Das verstehe ich nicht. Wenn ich paint() von JFrame überschreibe, wird das ganze JFrame übermalt.

Ich habe jetzt eine Unterklasse von JPanel gebastelt und paint() von JFrame in diese Unterklasse verschoben. Funktioniert soweit. Aber jetzt funktioniert 
	
	
	
	





```
setBackground(Color.black);
```
 nicht, egal ob ich die Anweisung von Asdf oder von oben aus starte. Ich kriege einen roten Strich auf grauem Hintergrund. Weiß jemand warum?


```
class Qwer extends JPanel{
	public void paint(Graphics g){
		g.setColor(Color.red);
		g.drawLine(100, 0, 500, 500);
	}
}
```


----------



## Marcinek (26. Jun 2011)

Wo steht das?

Welcher Fehler kommt?


----------



## einfachich (26. Jun 2011)

Da kommt keine Fehlermeldung.
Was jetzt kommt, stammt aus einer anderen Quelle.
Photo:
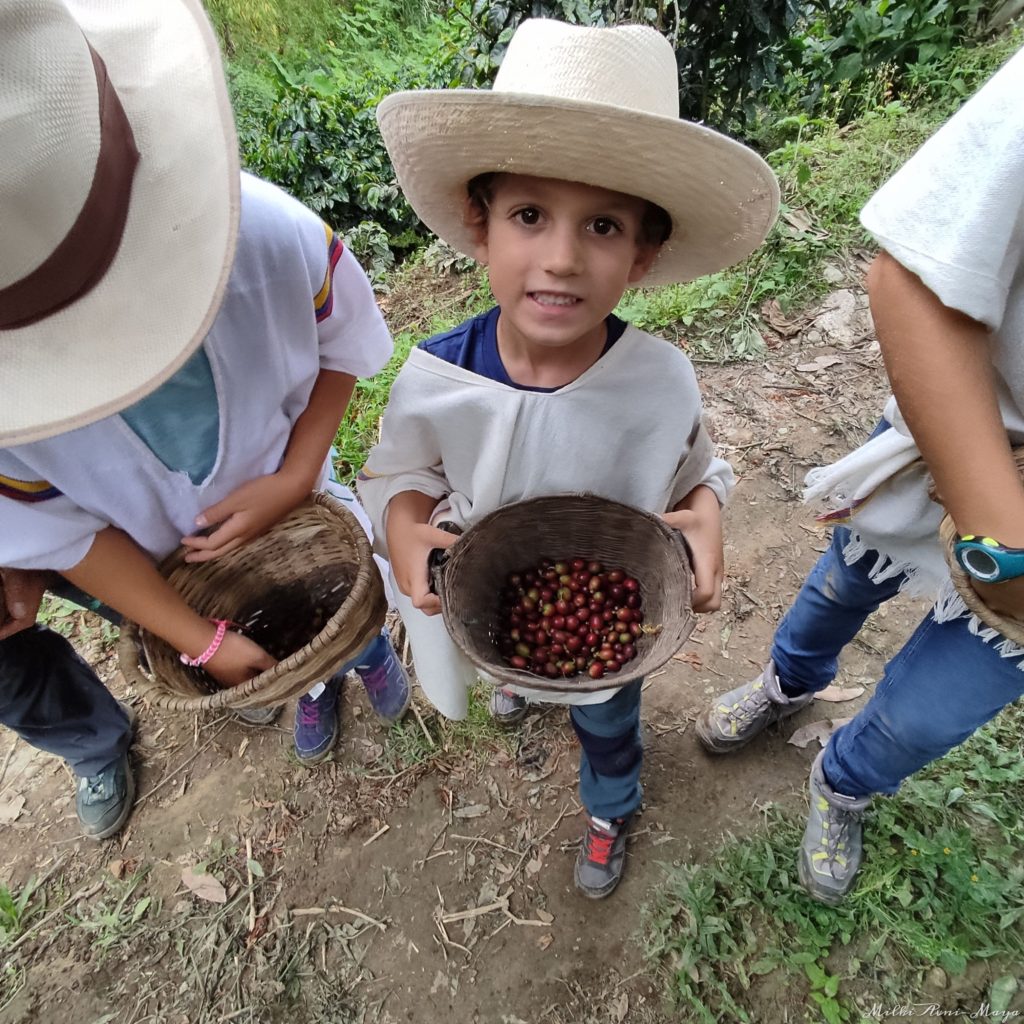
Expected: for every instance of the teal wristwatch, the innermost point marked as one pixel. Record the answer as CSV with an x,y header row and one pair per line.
x,y
987,560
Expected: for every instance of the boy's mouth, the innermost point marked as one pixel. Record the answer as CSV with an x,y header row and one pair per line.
x,y
553,299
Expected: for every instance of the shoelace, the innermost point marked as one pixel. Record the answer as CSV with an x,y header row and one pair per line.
x,y
93,786
750,707
308,713
374,679
599,846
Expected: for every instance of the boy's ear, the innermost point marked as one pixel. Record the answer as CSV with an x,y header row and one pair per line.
x,y
478,226
646,254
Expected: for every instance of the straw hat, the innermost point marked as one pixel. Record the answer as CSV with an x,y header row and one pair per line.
x,y
596,105
119,204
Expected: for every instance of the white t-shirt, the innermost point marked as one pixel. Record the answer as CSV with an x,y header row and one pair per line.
x,y
953,214
296,302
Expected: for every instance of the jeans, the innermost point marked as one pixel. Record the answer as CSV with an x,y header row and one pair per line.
x,y
944,683
55,702
610,754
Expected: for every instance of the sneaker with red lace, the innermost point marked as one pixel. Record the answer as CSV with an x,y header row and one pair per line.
x,y
316,725
602,857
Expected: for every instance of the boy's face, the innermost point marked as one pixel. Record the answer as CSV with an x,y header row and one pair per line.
x,y
560,254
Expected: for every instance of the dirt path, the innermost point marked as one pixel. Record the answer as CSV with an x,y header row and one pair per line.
x,y
407,835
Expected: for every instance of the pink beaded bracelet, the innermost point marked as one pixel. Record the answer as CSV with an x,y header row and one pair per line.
x,y
218,639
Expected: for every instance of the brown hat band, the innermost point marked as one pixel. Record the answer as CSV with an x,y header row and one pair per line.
x,y
81,259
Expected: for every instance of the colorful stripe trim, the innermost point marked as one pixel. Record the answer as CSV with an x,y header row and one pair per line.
x,y
324,299
27,491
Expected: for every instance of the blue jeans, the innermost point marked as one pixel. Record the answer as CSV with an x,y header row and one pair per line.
x,y
943,684
610,754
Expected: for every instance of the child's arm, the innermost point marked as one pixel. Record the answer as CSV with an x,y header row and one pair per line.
x,y
940,367
253,508
20,594
121,574
698,518
410,541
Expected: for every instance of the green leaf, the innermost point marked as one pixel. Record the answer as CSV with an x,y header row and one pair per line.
x,y
140,907
952,962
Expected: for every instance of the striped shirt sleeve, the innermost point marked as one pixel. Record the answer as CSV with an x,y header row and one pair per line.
x,y
352,336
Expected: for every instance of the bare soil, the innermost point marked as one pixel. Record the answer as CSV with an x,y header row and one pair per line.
x,y
363,858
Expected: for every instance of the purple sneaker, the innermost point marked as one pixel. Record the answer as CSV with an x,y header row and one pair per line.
x,y
316,723
386,682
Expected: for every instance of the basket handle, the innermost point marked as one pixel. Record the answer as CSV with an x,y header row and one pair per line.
x,y
438,557
682,547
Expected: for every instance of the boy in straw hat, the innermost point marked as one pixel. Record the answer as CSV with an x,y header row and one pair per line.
x,y
176,352
947,297
572,179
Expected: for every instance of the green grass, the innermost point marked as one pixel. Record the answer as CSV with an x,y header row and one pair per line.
x,y
475,737
434,312
941,885
17,907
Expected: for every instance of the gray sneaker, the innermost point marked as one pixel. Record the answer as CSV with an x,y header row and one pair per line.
x,y
506,707
103,801
735,718
257,717
602,857
832,849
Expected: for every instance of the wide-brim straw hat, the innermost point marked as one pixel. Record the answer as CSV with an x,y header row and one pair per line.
x,y
590,104
119,204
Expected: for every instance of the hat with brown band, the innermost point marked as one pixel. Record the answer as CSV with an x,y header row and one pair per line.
x,y
599,105
119,204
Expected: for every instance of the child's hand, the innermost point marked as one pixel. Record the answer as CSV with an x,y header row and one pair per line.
x,y
245,513
238,658
410,549
698,518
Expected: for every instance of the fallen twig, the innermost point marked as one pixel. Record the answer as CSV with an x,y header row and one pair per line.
x,y
377,835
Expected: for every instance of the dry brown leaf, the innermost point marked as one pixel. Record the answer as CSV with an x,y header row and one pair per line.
x,y
10,809
689,656
816,730
621,1006
204,886
839,693
472,811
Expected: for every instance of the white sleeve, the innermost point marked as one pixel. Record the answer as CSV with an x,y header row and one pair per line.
x,y
953,214
353,337
407,458
40,527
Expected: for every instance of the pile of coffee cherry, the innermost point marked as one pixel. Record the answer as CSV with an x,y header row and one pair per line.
x,y
569,616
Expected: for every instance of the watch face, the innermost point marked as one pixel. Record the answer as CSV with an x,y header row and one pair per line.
x,y
980,563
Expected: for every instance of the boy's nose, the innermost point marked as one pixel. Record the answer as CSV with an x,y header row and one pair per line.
x,y
563,253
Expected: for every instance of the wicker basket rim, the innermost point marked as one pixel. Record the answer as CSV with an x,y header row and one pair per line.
x,y
509,676
266,683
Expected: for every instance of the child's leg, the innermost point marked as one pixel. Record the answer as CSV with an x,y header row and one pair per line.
x,y
610,754
936,691
610,758
55,702
827,613
943,685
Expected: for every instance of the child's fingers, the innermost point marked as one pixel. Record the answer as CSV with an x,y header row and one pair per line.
x,y
217,513
209,554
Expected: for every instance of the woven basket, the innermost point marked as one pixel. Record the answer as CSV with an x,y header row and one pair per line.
x,y
307,591
1012,629
472,576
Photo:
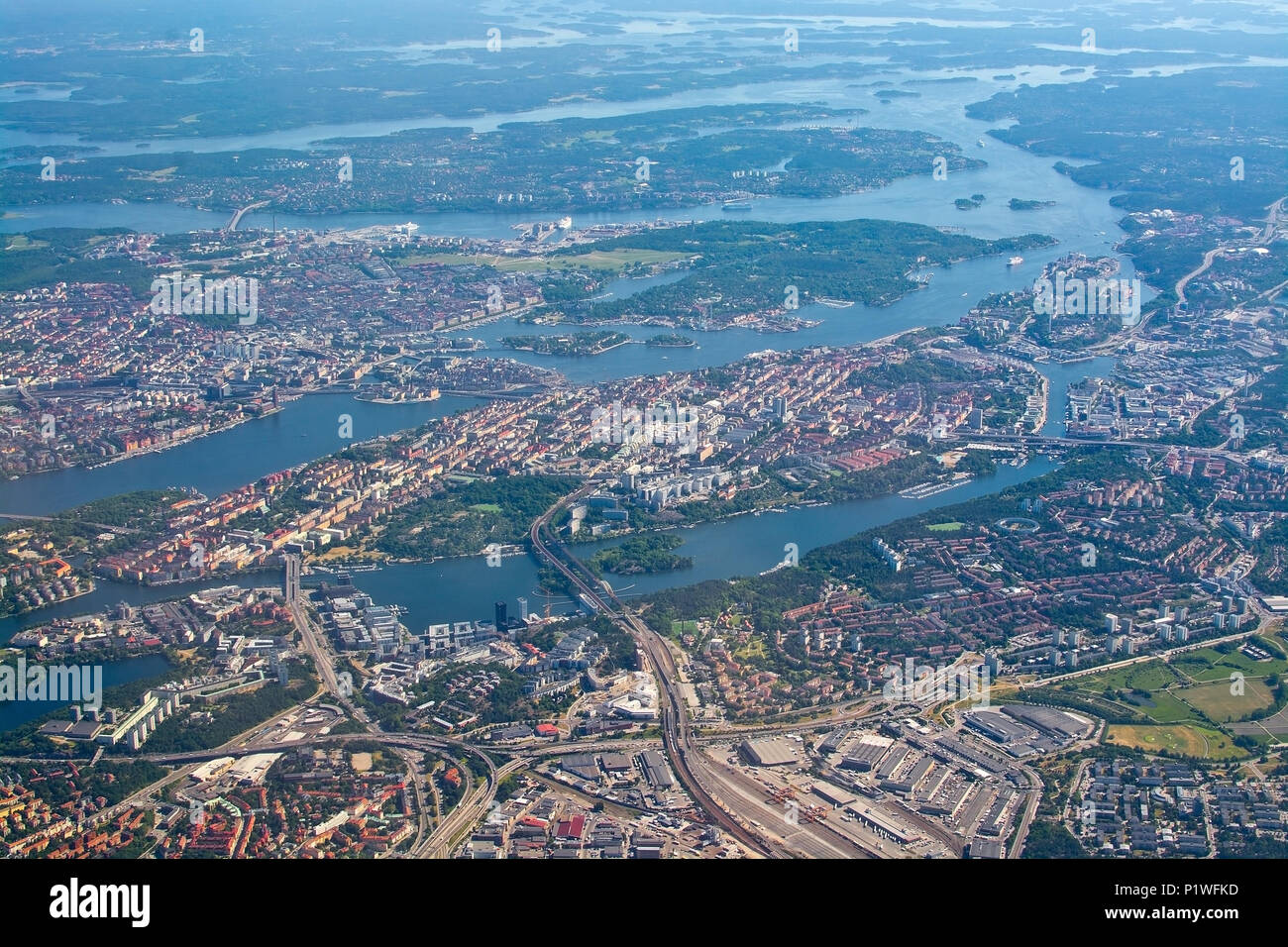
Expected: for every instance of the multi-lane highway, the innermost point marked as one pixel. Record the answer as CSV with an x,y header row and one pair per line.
x,y
721,795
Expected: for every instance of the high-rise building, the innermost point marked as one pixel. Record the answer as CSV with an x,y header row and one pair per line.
x,y
291,586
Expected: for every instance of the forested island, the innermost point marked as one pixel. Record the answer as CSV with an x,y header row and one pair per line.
x,y
644,554
751,266
670,341
1019,204
575,344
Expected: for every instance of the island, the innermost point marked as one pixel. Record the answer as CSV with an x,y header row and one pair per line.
x,y
670,341
642,556
1019,204
574,344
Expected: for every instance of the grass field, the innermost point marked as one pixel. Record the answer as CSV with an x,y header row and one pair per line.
x,y
1150,676
1186,740
1219,705
1209,664
603,261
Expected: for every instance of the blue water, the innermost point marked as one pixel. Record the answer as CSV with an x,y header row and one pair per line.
x,y
17,712
300,432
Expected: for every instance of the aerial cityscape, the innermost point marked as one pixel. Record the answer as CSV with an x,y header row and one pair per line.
x,y
691,431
Statt ein roter Strich auf schwarzem Hintergrund, erscheint ein roter Strich auf grauem Hintergrund, so als hätte ich die Anweisung "setBackground(Color.black);" nicht gegeben.


----------



## Marcinek (26. Jun 2011)

Debuuge doch, ob die Methode aufgerufen wird.

Ansonsten musst du schreiben, wo sie steht.


----------



## einfachich (26. Jun 2011)

Die Methode wird aufgerufen. Ich kann sie entweder in dern Constructor von Qwer oder nach der Instanzierung von Qwer in Asdf ausführen.

Constructor in Qwer:

```
Qwer(){setBackground(Color.black);
```

oder nach Instanziierung in Asdf

```
Qwer a = new Qwer();
a.setBackground(Color.black);
```

Der Hintergrund des Panels bleibt leider grau.


----------



## Unregistrierter (26. Jun 2011)

Der Hintergrund wird auch nicht durch Magie farbig:
entweder du malst selbst ein schwarzes Rechteck vor deiner Linie
oder du rufst paint() in der oberklasse auf


----------



## Marcinek (26. Jun 2011)

Dann ruf mal repaint() auf.

Dein .setVisible kommt zu früh.


----------



## einfachich (26. Jun 2011)

setVisible(true) ans Ende zu setzen bringt keinen Erfolg. repaint() auch nicht.
Könnte das jemand Mal checken? Ist nicht viel Code.


----------



## Beni (26. Jun 2011)

Da gibts nichts zu checken, hier steht bereits die Lösung:



Unregistrierter hat gesagt.:


> Der Hintergrund wird auch nicht durch Magie farbig:
> entweder du malst selbst ein schwarzes Rechteck vor deiner Linie
> oder du rufst paint() in der oberklasse auf




```
public void paintComponent( Graphics g ){
  super.paintComponent( g );

  g.setColor( Color.RED );
  g.drawLine( ... );
}
```


----------



## jgh (26. Jun 2011)

where is the prob...:


```
import java.awt.Color;
import java.awt.Graphics;
import java.awt.GridLayout;

import javax.swing.JButton;
import javax.swing.JFrame;
import javax.swing.JPanel;

public class Asdf extends JFrame {
	public static void main(String[] args) {

		Asdf a = new Asdf();
		a.setLayout(new GridLayout(3, 1));
		a.add(new JButton("1")); // im oberern Bereich ein Button

		MyJPanel p = new MyJPanel();
		// in der Mitte soll gezeichnet werden
		a.add(p);

		a.add(new JButton("3")); // im unteren Bereich ein Button

		a.setSize(600, 600);
		a.setVisible(true);
		a.setDefaultCloseOperation(JFrame.EXIT_ON_CLOSE);
	}

}

class MyJPanel extends JPanel {

	@Override
	protected void paintComponent(Graphics g) {
		super.paintComponent(g);
		setBackground(Color.black);
		g.setColor(Color.red);
		g.drawLine(0, 0, 584, 187);
	}
}
```


----------



## einfachich (26. Jun 2011)

Danke.
Es hat an "super.paintComponent(g);" gelegen.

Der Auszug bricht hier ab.